Он угадал. Клотильда находилась здесь, полуодетая, как и он, в полотняных ночных туфельках; короткая нижняя юбка едва доходила до колен, а сорочка не скрывала наготы плеч и рук. Из предосторожности она не захватила с собой свечи и ограничилась тем, что открыла ставни одного окна: с юга надвигалась гроза, и по небу, застланному тучами, непрерывно пробегали молнии, бросая в комнату синеватые фосфорические отсветы, и этого было достаточно, чтобы Клотильда могла осуществить свое намерение: огромный старый шкаф был раскрыт настежь, и она успела уже опустошить верхнюю полку, сбрасывая груды папок вниз, на длинный, стоявший посредине комнаты стол, где они скапливались в беспорядке. Опасаясь, что у нее не хватит времени сжечь бумаги, она торопливо увязывала их, чтобы спрятать, а затем переправить бабушке, но внезапно пламя свечи осветило ее всю; застигнутая врасплох, охваченная страхом, она приготовилась к борьбе.

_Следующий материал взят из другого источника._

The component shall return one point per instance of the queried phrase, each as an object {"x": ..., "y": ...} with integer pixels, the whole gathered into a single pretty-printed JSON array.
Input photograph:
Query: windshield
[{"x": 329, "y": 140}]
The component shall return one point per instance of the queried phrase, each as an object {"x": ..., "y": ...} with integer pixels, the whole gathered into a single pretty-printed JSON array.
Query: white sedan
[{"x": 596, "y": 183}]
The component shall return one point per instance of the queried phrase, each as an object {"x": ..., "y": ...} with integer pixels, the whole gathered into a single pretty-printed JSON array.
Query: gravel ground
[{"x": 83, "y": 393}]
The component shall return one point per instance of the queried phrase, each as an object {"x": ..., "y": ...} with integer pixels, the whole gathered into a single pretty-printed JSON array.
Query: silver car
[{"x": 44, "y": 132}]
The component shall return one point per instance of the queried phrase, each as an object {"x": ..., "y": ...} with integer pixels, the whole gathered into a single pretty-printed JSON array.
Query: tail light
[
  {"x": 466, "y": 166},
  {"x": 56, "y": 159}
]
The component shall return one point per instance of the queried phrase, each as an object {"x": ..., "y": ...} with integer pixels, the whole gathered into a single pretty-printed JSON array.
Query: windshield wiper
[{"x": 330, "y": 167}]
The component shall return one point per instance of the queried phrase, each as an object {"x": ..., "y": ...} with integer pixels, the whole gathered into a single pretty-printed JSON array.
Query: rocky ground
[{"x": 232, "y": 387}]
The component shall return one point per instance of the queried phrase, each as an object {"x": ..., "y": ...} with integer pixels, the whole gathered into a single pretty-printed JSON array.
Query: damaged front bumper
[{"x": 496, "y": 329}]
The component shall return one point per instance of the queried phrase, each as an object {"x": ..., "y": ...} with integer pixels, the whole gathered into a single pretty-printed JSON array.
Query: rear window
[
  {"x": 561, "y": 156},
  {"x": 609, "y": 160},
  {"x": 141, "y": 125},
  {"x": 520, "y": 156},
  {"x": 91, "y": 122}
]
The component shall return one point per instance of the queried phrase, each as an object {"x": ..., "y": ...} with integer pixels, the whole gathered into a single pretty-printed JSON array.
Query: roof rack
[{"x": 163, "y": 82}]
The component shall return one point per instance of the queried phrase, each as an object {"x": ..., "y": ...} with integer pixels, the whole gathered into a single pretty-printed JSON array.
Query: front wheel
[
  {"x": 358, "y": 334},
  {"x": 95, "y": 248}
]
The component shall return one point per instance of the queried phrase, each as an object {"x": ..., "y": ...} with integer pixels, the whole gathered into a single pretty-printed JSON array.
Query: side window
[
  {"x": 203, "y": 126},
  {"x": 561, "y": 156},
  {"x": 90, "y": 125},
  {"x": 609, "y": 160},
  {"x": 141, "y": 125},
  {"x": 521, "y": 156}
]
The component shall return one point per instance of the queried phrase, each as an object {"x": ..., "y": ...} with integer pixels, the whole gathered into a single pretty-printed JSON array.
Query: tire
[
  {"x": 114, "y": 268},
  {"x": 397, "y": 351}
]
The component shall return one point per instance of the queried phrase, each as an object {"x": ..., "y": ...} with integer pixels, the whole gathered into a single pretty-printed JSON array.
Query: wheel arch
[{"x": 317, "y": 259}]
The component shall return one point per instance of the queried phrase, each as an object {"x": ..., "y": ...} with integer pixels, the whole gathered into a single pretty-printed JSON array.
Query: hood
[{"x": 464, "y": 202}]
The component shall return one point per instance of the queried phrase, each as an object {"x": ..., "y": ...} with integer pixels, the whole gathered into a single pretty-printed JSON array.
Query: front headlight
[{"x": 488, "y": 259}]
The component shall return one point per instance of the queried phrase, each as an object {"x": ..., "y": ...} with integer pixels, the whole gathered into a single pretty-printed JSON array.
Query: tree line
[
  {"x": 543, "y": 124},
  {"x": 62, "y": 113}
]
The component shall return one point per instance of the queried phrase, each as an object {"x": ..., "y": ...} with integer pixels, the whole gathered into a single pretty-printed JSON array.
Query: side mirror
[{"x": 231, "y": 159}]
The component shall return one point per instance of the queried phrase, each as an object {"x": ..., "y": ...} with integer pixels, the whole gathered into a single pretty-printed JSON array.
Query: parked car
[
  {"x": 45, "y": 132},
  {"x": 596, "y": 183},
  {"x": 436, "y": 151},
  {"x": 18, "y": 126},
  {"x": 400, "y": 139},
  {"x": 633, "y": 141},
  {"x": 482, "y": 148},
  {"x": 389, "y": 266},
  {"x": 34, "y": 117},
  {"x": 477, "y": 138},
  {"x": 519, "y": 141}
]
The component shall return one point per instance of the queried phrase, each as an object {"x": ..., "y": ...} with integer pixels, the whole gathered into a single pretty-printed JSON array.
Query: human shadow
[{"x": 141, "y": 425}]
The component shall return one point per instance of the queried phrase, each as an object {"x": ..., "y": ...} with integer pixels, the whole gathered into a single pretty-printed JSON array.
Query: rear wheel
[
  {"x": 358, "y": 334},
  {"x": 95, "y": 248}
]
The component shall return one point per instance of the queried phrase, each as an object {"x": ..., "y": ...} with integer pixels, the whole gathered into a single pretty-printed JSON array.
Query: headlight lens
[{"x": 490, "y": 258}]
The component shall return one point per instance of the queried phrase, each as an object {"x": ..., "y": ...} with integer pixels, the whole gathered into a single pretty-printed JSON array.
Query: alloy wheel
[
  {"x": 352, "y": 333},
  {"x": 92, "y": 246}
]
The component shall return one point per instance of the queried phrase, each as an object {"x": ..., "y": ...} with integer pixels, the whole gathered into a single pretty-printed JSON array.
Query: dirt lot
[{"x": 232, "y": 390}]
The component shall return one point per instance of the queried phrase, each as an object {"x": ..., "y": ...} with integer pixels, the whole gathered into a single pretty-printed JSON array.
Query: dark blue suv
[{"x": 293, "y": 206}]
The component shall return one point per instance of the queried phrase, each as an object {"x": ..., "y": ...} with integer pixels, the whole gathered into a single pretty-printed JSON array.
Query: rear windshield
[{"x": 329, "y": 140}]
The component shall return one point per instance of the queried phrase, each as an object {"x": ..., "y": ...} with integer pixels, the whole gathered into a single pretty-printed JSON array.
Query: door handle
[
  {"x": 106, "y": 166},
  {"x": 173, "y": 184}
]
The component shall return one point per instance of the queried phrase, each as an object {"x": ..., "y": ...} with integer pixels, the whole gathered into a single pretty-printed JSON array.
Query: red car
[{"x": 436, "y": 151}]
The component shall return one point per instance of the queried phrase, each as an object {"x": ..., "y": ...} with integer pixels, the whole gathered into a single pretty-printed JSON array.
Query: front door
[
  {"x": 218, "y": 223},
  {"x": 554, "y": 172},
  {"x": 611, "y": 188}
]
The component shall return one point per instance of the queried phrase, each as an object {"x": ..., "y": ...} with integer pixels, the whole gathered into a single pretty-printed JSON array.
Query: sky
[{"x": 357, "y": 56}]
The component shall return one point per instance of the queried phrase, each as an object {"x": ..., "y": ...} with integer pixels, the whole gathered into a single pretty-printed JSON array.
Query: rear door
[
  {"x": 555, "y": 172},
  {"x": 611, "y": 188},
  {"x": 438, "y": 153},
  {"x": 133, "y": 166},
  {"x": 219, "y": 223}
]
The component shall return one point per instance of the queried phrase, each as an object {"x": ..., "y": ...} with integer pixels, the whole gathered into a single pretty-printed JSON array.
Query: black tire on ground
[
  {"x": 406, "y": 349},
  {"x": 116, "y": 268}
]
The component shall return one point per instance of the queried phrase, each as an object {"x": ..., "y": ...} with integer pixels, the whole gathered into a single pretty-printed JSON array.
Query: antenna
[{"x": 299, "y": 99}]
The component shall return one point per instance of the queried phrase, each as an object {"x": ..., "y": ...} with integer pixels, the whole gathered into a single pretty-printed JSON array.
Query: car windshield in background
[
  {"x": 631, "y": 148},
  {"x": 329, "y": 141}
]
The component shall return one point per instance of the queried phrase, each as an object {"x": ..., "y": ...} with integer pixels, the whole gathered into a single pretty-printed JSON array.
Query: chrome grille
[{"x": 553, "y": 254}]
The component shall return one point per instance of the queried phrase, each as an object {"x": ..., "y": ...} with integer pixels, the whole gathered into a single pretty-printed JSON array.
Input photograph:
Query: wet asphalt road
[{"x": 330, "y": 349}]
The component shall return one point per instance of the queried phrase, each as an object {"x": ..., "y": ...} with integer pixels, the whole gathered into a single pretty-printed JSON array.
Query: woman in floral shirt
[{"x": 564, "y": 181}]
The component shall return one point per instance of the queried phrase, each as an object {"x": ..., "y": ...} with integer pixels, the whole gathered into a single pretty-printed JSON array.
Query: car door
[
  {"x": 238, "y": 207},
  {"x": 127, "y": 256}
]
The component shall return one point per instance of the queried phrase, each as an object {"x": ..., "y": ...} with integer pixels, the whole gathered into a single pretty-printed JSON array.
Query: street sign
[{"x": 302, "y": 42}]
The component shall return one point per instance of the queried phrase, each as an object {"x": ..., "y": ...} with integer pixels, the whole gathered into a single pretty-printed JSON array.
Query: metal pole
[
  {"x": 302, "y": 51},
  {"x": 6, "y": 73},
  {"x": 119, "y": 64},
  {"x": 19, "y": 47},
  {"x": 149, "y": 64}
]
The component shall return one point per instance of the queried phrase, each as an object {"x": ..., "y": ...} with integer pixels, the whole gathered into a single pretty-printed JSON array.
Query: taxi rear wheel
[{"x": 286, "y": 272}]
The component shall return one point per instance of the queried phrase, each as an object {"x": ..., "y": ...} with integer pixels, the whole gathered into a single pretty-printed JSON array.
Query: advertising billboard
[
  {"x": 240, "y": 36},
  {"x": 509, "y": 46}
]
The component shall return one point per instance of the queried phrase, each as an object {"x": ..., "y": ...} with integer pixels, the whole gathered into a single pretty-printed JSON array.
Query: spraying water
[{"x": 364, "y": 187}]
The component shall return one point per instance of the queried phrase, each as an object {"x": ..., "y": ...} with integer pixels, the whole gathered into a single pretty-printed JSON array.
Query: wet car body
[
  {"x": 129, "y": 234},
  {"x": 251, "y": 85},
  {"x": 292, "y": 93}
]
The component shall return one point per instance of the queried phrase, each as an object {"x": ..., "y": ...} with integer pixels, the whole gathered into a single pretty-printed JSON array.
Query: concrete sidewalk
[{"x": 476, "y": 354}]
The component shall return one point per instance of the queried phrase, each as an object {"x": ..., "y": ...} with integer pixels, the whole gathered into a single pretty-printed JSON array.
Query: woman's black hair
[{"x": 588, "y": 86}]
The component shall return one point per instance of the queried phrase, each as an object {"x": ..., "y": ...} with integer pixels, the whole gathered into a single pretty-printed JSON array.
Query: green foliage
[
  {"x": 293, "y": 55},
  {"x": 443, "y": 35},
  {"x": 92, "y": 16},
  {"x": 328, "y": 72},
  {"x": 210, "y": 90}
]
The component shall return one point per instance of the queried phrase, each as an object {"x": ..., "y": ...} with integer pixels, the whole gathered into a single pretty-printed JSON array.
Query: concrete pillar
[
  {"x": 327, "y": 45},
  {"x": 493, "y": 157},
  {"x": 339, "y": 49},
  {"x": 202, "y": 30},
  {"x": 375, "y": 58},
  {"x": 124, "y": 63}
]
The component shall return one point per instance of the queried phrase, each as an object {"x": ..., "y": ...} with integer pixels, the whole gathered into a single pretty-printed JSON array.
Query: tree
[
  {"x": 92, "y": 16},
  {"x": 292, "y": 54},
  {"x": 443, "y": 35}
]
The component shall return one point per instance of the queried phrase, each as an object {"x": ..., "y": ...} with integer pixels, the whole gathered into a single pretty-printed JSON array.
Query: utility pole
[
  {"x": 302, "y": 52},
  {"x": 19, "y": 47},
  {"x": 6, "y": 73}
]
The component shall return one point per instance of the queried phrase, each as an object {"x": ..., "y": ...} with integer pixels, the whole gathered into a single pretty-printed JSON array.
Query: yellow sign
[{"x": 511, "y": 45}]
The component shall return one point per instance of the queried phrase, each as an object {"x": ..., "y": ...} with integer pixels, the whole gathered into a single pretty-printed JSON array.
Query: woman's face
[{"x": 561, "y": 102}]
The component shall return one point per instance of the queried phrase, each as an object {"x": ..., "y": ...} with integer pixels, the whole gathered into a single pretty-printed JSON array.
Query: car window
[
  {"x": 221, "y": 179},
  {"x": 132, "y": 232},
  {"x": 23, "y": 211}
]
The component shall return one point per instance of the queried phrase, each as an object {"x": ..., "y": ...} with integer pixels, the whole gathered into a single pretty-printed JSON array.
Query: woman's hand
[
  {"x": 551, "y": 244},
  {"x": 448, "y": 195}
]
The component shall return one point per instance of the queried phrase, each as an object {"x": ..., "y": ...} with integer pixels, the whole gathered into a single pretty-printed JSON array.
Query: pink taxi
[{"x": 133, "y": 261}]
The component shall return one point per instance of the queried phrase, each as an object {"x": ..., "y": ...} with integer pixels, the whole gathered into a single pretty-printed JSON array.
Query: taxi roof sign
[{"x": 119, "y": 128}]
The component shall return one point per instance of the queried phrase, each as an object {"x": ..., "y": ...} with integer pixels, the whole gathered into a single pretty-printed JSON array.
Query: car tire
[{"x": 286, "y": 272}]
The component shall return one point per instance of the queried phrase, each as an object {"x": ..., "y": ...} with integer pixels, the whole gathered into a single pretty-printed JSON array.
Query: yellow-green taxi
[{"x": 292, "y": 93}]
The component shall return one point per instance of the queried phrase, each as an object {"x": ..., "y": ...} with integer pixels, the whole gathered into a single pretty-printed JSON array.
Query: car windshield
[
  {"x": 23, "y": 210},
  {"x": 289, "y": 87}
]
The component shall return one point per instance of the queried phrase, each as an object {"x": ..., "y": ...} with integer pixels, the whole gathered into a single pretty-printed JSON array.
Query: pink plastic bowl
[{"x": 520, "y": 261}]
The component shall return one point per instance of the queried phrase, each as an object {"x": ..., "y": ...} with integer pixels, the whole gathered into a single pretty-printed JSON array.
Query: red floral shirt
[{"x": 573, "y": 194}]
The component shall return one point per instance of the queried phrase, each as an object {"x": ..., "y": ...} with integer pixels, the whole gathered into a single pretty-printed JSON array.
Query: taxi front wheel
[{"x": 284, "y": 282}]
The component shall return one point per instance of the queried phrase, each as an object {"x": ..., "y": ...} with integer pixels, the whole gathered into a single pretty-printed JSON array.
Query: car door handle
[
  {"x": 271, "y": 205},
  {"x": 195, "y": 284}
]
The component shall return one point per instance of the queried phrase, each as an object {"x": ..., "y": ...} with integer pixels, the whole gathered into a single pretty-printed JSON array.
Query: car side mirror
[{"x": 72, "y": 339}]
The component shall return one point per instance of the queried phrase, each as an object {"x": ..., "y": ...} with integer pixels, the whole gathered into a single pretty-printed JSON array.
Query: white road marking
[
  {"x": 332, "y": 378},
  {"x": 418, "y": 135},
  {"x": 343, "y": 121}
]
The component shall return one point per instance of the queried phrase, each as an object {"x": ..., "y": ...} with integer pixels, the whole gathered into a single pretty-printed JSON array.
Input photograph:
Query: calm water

— Ты меня обкрадываешь! Убиваешь меня! — повторял в ярости Паскаль.
Она продолжала держать в обнаженных руках одну из папок. Он хотел ее отнять. Но она прижимала папку к себе изо всех сил, сопротивляясь, горя желанием все уничтожить, не смущаясь и не раскаиваясь, — словно воительница, которая чувствует, что право на ее стороне. Тогда, ослепленный гневом, обезумевший, Паскаль бросился к ней, и между ними началась дикая борьба. Он грубо схватил ее, полунагую, и стиснул изо всех сил.
— Убей меня! — прошептала она. — Убей меня, а не то я все разорву в клочья!
Но он не выпускал ее, так сильно прижав к себе, что она еле дышала.
— Когда ребенок ворует, его наказывают!
Несколько капелек крови показались возле подмышки на нежной, шелковистой коже округлого плеча Клотильды. Внезапно Паскаль ощутил всю божественную прелесть ее трепещущего девственного тела, красоту стройных ног, точеных рук, тонкого стана, упругих маленьких грудей, и тотчас отпустил ее, последним усилием вырвав папку.